There is one exception to this prevailing theatrical trend, and that is the Théâtre du Soleil, under its extraordinary octogenarian director Ariane Mnouchkine. As Thanos said to me, Mnouchkine’s work, which is always rooted in the mask, seeks to find the sacred even in the grubby histories of the present age. Working with the actors of the Soleil in CRE-ACTORS and THE LEGEND OF EUROPA, I’ve also realised how much the company’s use of mask (coupled with costume and props) emphasises the materiality from which a character emerges. It’s a Marxian approach at the same time as it’s a mythic one. As Peter Brook used to say, a theatre that combines the Holy and the Rough. 

A masked performer in Mnouchkine's L'Ile d'Or
On February 14th, Erhard Stiefel, who had been the Théâtre du Soleil’s mask maker for many years, passed away. He was, of course, still working to the end. He wasn’t particularly famous or noticed - unlike Mnouchkine or musician Jean-Jacques Lemêtre, he was not to be seen nightly at the Cartoucherie. He worked quietly in the background. But Mnouchkine constantly impresses upon the actors that the masks are “nos maîtres” (our masters). Their holiness is what enables the characters’ spirits to enter into the performers’ bodies.
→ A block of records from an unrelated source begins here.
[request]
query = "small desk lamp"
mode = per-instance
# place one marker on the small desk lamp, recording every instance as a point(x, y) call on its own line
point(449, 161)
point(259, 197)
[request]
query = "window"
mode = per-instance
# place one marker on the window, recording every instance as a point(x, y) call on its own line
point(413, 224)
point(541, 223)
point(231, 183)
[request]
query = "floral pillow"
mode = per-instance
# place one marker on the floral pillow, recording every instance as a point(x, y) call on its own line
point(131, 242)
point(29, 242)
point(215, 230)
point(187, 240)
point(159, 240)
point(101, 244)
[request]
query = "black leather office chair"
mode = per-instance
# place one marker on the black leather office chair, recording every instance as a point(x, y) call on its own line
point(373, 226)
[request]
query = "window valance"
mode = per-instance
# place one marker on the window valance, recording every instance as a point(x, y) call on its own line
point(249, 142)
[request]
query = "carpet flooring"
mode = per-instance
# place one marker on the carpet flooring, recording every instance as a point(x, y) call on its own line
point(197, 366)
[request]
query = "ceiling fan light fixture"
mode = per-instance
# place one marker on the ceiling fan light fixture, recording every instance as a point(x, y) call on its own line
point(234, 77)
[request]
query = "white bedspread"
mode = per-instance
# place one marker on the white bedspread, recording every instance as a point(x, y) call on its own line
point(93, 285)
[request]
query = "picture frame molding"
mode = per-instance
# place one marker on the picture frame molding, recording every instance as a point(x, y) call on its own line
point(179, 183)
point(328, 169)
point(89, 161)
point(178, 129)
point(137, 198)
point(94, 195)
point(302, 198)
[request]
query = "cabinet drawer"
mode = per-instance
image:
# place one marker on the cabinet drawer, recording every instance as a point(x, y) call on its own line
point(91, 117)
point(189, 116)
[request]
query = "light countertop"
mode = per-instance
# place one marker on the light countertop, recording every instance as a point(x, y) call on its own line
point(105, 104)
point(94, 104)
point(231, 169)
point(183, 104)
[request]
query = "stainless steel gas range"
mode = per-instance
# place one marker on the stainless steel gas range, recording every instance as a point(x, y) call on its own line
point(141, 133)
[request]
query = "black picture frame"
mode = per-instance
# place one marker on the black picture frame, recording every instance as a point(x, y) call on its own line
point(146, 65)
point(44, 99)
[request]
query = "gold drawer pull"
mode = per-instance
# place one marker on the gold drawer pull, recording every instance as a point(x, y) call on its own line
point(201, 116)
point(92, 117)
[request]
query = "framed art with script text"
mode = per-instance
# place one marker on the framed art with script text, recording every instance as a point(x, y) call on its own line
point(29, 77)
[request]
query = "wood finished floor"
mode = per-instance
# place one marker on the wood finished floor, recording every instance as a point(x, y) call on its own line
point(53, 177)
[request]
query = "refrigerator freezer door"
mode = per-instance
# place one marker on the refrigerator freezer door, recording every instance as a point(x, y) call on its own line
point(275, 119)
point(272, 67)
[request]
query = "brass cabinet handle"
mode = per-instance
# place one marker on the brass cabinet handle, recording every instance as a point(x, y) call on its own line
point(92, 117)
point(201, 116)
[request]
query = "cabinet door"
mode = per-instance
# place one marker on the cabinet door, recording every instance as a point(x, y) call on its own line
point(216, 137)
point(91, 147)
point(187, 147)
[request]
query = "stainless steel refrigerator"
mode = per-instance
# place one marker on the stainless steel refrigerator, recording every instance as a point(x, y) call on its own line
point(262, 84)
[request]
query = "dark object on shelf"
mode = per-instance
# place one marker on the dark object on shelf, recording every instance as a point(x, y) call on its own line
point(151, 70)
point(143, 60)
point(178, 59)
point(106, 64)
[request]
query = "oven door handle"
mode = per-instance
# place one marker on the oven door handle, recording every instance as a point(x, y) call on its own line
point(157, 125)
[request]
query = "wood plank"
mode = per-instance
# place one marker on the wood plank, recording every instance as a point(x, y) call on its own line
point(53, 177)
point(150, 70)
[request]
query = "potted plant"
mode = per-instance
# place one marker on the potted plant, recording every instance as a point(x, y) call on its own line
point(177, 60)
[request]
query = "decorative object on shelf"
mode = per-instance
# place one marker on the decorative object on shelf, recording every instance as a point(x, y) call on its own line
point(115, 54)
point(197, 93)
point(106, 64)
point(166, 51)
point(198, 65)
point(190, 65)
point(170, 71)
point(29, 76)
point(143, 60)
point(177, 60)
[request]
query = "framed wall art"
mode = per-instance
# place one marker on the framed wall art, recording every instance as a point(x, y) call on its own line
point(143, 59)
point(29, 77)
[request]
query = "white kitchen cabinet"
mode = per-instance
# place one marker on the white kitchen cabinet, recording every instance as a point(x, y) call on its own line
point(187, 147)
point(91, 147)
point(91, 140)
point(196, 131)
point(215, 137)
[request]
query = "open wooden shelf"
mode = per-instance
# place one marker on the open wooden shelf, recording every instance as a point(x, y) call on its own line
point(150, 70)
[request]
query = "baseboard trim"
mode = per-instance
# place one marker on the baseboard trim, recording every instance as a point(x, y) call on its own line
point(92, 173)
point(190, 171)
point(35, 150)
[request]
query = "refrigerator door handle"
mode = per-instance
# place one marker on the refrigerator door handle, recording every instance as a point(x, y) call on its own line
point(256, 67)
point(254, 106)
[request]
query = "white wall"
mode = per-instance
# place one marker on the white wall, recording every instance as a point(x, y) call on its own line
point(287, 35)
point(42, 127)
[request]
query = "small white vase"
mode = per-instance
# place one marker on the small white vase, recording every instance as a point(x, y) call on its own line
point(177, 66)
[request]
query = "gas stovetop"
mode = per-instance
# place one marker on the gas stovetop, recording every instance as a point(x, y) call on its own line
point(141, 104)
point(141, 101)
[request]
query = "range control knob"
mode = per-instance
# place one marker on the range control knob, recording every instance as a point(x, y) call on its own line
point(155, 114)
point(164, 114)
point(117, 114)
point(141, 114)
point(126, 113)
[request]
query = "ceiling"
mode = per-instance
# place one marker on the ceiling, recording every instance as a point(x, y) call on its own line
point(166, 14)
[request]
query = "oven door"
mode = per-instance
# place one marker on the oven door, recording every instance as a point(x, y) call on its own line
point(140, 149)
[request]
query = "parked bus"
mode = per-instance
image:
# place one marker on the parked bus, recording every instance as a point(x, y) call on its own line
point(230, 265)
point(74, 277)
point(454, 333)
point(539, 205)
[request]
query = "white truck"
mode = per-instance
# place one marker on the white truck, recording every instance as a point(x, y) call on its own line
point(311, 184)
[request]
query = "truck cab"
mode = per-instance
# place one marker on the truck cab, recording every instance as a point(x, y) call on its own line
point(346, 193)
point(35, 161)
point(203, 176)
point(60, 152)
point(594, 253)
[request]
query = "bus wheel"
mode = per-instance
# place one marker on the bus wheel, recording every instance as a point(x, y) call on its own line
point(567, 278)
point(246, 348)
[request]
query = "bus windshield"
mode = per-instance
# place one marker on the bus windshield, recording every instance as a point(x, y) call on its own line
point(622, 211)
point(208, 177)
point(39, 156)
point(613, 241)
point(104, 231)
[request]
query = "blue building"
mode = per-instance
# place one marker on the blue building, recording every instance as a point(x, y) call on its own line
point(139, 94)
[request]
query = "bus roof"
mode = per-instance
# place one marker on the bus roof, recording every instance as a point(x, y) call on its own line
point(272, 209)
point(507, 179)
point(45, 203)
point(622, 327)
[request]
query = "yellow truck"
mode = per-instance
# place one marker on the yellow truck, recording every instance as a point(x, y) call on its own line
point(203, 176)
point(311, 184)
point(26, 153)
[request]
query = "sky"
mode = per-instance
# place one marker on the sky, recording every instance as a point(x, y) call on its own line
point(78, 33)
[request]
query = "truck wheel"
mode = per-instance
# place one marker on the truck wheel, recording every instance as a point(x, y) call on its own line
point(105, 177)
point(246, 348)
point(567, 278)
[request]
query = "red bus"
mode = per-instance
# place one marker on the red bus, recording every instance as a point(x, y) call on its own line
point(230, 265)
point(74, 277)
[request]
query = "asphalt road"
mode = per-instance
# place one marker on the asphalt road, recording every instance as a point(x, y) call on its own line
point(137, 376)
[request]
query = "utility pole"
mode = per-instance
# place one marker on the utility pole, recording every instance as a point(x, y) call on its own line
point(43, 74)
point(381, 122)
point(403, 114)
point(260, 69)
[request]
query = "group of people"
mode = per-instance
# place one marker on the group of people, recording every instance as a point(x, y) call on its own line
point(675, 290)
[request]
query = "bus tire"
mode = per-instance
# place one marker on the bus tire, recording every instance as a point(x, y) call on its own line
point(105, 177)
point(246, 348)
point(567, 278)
Five days later, on February 19th, Ariane Mnouchkine finally announced that she would have a successor as director at the Théâtre du Soleil: Sylvian Creuzevault.  She is approaching her 87th birthday, so retirement has been on the cards for a while. But two things struck me about her timing. One was that she made the announcement in a speech that was also a response to the accusations of sexual harassment and cult-like behaviour that have been made against her company in the media - accusations that all the company members I know regard as malicious. (There's a useful analysis of this here). To be dragged into the world of the petty would not appeal to Ariane. The second was just how quickly the announcement came after the passing of Erhard Stiefel. Without that high priest of her theatre, the creator of the sacred, the lone figure emerging from the stillness of the Holy of Holies with the actors’ spiritual masters in this hands - without Stiefel, Mnouchkine’s practice must, of necessity, come to rest.  

There are other mask makers, of course. Thanos is a great one, and so is Erin Jacques, who has made the beautiful pieces we are putting on stage this week. But after decades of intimate collaboration, it feels right that at this moment, she should finally step away.